15 Ekim 2020 00:23

Eyvah

Fotoğraf: Cem Öksüz/AA

Paylaş

Ülkenin asıl gündemi yine ampul meselesinden gürültüye gidiyor. Ekranların her şeyi bildiğini sanan yorumcuları her zaman olduğu gibi ampul meselesinin üzerine altına hücum eder gibi atladılar. Dolar, avro tarihi rekorlarını kırıyor. Bakan güya eleştirecek dövize bakanları; “Dolarla mı maaş alıyor sunuz?​” Mantığa bak. Keşke dolarla maaş alsak. Benimle aynı işi yapan yabancı meslektaşım benim 5 katım maaş alıyor. Hem de dolarla. İsviçreli asgari ücretli 12 kat maaş alıyor hem de Frankla. Bırakın doları, avroyu bizim lira Bulgar Leva’sı karşısında bile sürekli değer kaybediyor.

İşsizlik, hem de genç işsizlik tavan yaptı. Aile desteği olmasa milletin dayanacak gücü kalmayacak.

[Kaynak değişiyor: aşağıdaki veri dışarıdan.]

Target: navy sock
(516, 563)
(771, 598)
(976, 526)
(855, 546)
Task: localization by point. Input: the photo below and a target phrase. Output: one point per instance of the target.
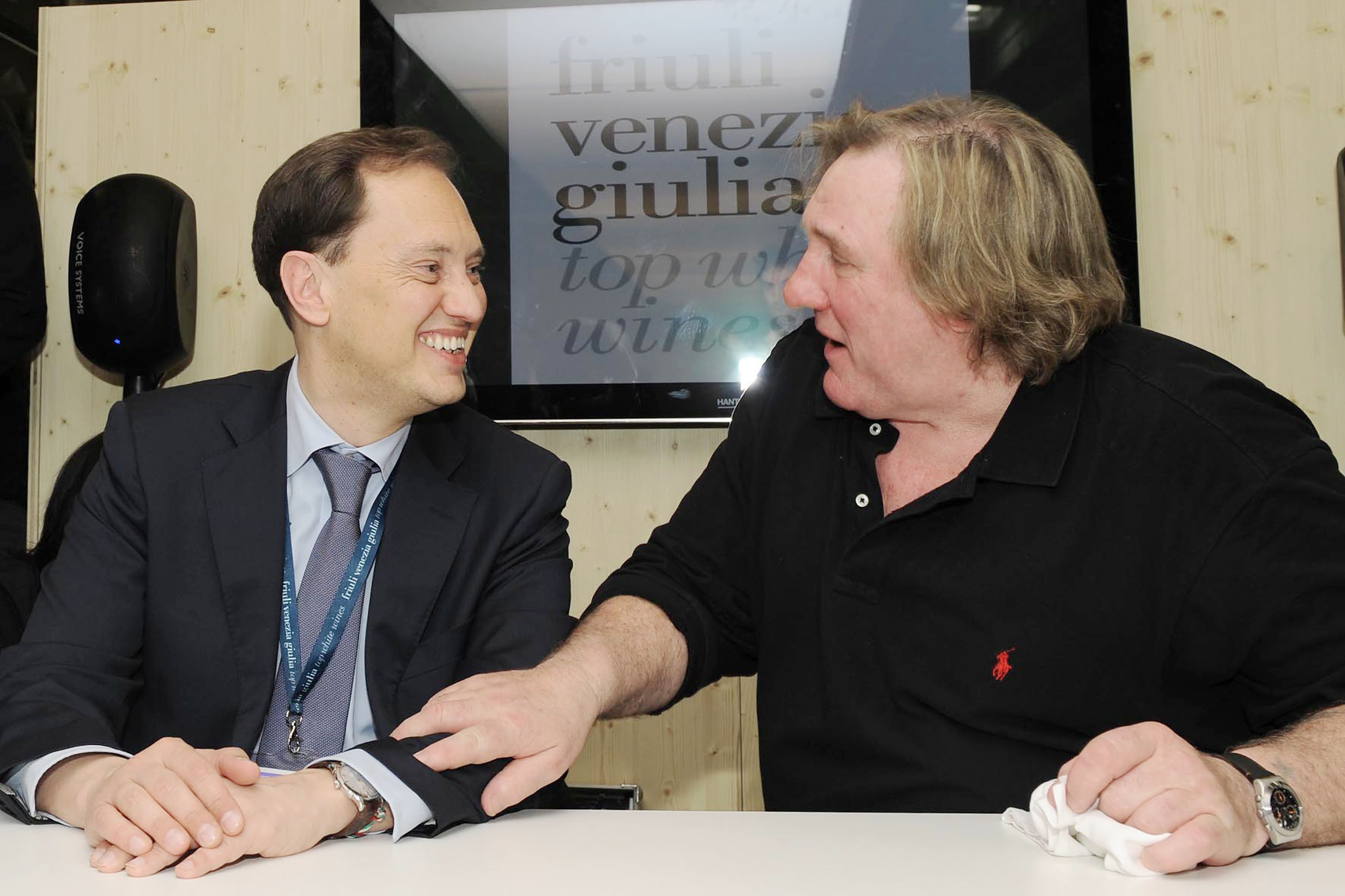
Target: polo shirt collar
(1032, 442)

Reis’e bakılırsa yoksullukla sınanan müminler sabredecek. Yani, “Çoluk, çocuk açız” diye söylenenler itikatlarını gözden geçirmeli. Nedense hep işçiler, işsizler, emekli olamayanlar sınanıyor yoksulluk ve yoklukla. Hani Hintli olsak, “Sabredin len, dünyaya yeniden geldiğinizde bir tık yukarda geleceksiniz. Et yemeyin, inek kutsal” deyip milleti öküz yerine koyacaklar ama bu akide bizde yok.

Bu arada Kovid-19 için telefon mesajlarıyla toplanan paranın 4 katı bir çırpıda yandaş müteahhitlerden birine gitmiş. Üstüne de vergi muafiyeti getirilip 9 katrilyon küsur trilyon kemiksiz haşlama olarak sunulmuş. Şuraya bakın, 180 bin kişinin asgari ücreti 4 yüz, 5 yüz trilyon adamlar için küsur hanesinde sayılıyor. Ekranda yandaş yorumcu çırpınıyor. “Domates pazarda 2 lira” diye. Bunu gidip pazarın orta yerinde bağırarak söylese vatandaş yüzüne tükürecek.

Bu sırada sıradan olmayan vatandaşın biri “Işıklar yanıyor” diye mesaj atınca diğer sıradan olmayan vatandaşlar sıraya giriyor, “Biz de hiç sönmedi.”, “Bizim de yanıyor.”

Bir dünya savaşı, 3 buçuk darbe görmüş anam, bir yandan emekli maaşına 1 yılda yapılan yüzde 11 artış ile elektriğe yapılan yüzde 32 zammı ödeyemeyecek korkusuyla, evde peşimizden dolaşıp açık bıraktığımız ampulleri söndürüyor, bir yandan da “Oğlum git bak. Domates nerede 2 lira ise 3 kilo alıver” diye beni sıkıştırıyor.    

Ama konu derin. “Bırakın domatesi, doları, 9 katrilyonu, komisyonları, savaş tamtamlarını, ışıklar yanıyor, ışıklar” diye tepinenler “Allah verdikçe veriyor” diye zevkten havalara fırlıyor.  

Işıkların yanması iyidir ama hava karardığında bir ülkede hem de bizim ödediğimiz vergilerle Genelkurmayın, mahkemelerin, polisin, karakolların, İçişleri Bakanlığının ışıkları değil, okulların, üniversitelerin, kütüphanelerin, evlerin ışıkları yanıyorsa iyidir.

Ama ben yine de karanlık havalarda mahkemelerden çok, İçişleri Bakanlığının ışıkları yanıyorsa endişelenirim.